The sun is spilling throughout my
kitchen. I’m drinking coffee from my favorite wheat-patterned teacup and a
woodpecker is tap-tap-tapping outside the window, the noise competing with the
sounds of morning traffic. I’m watching steam evaporate from the tar roof
outside my kitchen window as the sun comes out from behind the clouds,
appearing after an evening of spring rain.
Spring arrived once my thesis was complete. The winter months
were spent thinking about writing, not being able to write, writing
incoherently, writing while baking bread (banana, coconut, almond, chocolate
chunk! pumpkin ginger chocolate chunk!) writing while distracted, writing while
drinking, talking about writing and occasionally, writing with ease and
fluidity. I found the process to be extremely challenging in the midst of
teaching and other demands on my time and energy. But then it was complete, 3
weeks ahead of schedule. How’d that happen?
Endings and beginnings. Change.
At this juncture, it’s hard to not reflect back upon the
last two years. During this period of time, swift, unexpected and significant
changes have been prevalent. Within days of beginning the program, the first of
a series of changes rolled through. I questioned my abilities to stay enrolled
and focused. Fortunately, my advisor Jan Avgikos asked
me a simple question when I discussed my concerns. “Mary, does it feel right to
you to take pictures right now?” The answer was unquestionably “yes”. In fact, I wasn’t sure what else to do.

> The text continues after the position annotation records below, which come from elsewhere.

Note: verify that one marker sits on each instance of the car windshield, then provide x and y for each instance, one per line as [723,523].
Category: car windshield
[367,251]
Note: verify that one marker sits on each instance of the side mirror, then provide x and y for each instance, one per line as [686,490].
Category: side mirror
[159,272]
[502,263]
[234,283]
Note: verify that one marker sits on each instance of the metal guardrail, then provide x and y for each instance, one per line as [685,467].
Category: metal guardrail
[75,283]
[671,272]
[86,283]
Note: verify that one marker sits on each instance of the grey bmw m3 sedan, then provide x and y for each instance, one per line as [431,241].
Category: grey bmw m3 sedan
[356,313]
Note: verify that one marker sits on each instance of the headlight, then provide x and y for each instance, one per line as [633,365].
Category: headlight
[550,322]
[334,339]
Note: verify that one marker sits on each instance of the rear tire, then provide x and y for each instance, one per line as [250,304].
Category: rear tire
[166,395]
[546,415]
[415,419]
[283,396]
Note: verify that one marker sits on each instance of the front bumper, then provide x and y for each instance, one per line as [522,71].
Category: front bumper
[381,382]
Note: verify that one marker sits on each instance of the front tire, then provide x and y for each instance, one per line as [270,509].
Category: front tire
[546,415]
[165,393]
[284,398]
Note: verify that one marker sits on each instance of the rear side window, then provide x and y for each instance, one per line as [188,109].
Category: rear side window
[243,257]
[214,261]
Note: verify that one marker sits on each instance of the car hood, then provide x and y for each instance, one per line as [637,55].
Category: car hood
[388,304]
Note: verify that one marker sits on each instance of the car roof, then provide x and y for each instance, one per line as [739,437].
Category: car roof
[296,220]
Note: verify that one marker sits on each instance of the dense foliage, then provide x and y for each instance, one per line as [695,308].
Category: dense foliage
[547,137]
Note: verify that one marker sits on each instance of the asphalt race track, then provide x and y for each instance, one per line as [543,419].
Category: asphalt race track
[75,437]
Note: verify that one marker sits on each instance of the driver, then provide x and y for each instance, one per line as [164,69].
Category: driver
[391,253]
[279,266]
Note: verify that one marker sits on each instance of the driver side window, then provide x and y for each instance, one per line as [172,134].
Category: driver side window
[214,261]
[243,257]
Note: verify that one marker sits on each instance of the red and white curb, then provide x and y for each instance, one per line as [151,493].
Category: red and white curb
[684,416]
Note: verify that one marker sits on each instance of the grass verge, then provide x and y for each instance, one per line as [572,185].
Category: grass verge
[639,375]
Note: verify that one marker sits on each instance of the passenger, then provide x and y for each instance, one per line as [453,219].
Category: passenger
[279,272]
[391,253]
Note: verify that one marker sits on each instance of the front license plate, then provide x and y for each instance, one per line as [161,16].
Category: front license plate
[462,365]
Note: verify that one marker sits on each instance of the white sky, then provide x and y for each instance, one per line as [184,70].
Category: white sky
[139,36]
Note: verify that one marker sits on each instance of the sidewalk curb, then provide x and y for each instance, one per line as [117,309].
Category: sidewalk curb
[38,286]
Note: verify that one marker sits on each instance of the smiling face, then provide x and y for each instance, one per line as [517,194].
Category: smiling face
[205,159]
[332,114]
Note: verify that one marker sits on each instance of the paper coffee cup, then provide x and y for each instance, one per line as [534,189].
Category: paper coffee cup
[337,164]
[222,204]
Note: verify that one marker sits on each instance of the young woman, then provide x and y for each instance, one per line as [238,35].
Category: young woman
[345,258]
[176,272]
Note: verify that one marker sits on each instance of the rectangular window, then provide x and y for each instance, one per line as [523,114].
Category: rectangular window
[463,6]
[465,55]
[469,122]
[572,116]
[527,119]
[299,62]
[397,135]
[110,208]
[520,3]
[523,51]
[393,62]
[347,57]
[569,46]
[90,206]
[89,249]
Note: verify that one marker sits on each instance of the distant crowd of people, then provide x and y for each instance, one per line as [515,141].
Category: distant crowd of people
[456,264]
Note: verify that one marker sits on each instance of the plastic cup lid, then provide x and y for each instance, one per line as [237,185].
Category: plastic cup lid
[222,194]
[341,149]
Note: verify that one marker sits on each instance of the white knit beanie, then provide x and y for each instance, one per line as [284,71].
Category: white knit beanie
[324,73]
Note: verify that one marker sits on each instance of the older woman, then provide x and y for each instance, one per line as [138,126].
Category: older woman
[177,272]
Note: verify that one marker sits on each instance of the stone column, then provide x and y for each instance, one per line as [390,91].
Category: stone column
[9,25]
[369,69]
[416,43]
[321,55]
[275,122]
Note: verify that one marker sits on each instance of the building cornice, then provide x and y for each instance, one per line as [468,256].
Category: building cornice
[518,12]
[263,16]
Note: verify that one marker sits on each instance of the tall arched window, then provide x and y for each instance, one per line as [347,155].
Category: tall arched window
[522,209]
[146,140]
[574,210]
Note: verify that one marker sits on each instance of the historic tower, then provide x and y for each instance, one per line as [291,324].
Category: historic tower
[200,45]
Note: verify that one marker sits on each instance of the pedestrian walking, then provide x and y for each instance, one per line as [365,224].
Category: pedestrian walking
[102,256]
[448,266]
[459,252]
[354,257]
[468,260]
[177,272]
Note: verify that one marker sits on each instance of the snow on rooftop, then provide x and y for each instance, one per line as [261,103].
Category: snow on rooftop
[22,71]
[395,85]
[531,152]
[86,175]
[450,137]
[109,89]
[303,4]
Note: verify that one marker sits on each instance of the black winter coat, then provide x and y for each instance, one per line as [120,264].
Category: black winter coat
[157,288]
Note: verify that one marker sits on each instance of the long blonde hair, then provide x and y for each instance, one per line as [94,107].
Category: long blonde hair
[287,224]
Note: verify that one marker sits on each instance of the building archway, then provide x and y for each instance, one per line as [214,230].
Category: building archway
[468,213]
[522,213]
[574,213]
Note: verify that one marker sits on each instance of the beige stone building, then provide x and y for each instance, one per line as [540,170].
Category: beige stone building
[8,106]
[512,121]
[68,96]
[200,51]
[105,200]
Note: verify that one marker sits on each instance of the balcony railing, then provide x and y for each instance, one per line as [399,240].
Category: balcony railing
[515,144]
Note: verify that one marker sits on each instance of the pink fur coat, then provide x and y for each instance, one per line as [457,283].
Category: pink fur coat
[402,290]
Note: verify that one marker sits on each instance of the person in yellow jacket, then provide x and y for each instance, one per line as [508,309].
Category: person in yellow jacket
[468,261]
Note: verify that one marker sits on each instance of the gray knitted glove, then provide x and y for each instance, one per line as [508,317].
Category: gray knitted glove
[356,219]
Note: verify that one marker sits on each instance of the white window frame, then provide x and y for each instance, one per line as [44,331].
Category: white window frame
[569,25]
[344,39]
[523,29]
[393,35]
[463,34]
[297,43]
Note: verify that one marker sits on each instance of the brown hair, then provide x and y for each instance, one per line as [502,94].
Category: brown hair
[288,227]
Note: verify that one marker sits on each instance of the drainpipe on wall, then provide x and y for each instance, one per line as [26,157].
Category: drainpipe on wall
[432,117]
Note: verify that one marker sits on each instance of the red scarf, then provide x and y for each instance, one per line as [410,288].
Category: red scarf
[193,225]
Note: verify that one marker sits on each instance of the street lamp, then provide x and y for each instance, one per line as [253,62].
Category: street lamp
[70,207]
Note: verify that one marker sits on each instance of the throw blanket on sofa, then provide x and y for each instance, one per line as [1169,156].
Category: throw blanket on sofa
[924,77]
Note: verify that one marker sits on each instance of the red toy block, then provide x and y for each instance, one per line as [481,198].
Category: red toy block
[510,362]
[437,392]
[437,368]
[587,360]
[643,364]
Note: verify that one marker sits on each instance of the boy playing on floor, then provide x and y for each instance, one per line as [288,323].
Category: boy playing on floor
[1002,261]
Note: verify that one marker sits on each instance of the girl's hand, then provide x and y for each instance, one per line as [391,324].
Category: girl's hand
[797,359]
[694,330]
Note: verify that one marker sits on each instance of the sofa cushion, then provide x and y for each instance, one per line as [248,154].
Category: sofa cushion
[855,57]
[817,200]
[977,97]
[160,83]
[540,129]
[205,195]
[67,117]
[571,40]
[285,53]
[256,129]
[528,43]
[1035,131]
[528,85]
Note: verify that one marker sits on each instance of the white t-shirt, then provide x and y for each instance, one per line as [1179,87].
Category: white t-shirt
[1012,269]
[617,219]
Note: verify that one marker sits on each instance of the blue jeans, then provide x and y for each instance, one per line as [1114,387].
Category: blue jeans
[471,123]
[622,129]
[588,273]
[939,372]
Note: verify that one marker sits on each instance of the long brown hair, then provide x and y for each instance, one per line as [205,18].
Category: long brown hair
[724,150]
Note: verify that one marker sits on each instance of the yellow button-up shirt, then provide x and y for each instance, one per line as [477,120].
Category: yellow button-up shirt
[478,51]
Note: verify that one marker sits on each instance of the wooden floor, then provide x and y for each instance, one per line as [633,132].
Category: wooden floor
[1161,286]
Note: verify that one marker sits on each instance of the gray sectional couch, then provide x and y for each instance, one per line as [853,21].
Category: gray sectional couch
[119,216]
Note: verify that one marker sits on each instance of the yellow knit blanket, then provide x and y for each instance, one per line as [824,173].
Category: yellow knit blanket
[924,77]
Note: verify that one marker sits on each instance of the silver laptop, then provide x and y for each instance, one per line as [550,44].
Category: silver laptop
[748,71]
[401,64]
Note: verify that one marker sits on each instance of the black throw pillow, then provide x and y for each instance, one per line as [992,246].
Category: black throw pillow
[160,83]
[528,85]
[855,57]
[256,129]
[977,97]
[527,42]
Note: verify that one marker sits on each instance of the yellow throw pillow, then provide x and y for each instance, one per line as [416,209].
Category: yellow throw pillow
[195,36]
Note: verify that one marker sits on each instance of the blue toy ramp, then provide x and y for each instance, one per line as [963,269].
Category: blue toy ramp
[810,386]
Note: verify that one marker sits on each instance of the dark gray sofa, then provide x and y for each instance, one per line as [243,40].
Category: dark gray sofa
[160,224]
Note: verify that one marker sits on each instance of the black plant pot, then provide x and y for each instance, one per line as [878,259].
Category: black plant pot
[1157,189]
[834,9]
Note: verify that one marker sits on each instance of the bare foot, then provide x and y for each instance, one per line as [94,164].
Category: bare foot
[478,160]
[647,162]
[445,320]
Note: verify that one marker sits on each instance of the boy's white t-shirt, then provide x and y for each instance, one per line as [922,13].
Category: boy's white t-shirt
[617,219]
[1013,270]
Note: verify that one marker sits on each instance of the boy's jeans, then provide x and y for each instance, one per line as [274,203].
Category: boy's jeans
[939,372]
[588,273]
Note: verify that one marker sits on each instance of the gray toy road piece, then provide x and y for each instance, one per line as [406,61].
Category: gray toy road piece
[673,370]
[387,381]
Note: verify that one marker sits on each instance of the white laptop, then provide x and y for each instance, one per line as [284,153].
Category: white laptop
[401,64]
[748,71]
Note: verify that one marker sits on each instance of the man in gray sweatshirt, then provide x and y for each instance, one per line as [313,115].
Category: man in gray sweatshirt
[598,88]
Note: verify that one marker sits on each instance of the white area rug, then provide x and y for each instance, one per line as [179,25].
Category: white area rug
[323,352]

I
looked through the camera and I tried to organize the chaos of my rapidly-shifting
external and internal landscape. Through that process, my work shifted and
changed with me.
My artistic practice often begins with questions that may not
even be at the stage of articulation. I look for something and seek the answer
visually. The explanation and a greater understanding usually come later, after
the more intuitive process of doing. Research helps to connect my intuitive and
intellectual processes and pushes my practice outside of myself.
As I finish the my coffee this morning, I’m late to work and
now behind on packing for my last mentor meeting in New York. Ah, well. This
morning, I am grateful for a stolen moment to reflect, repoint and reimagine.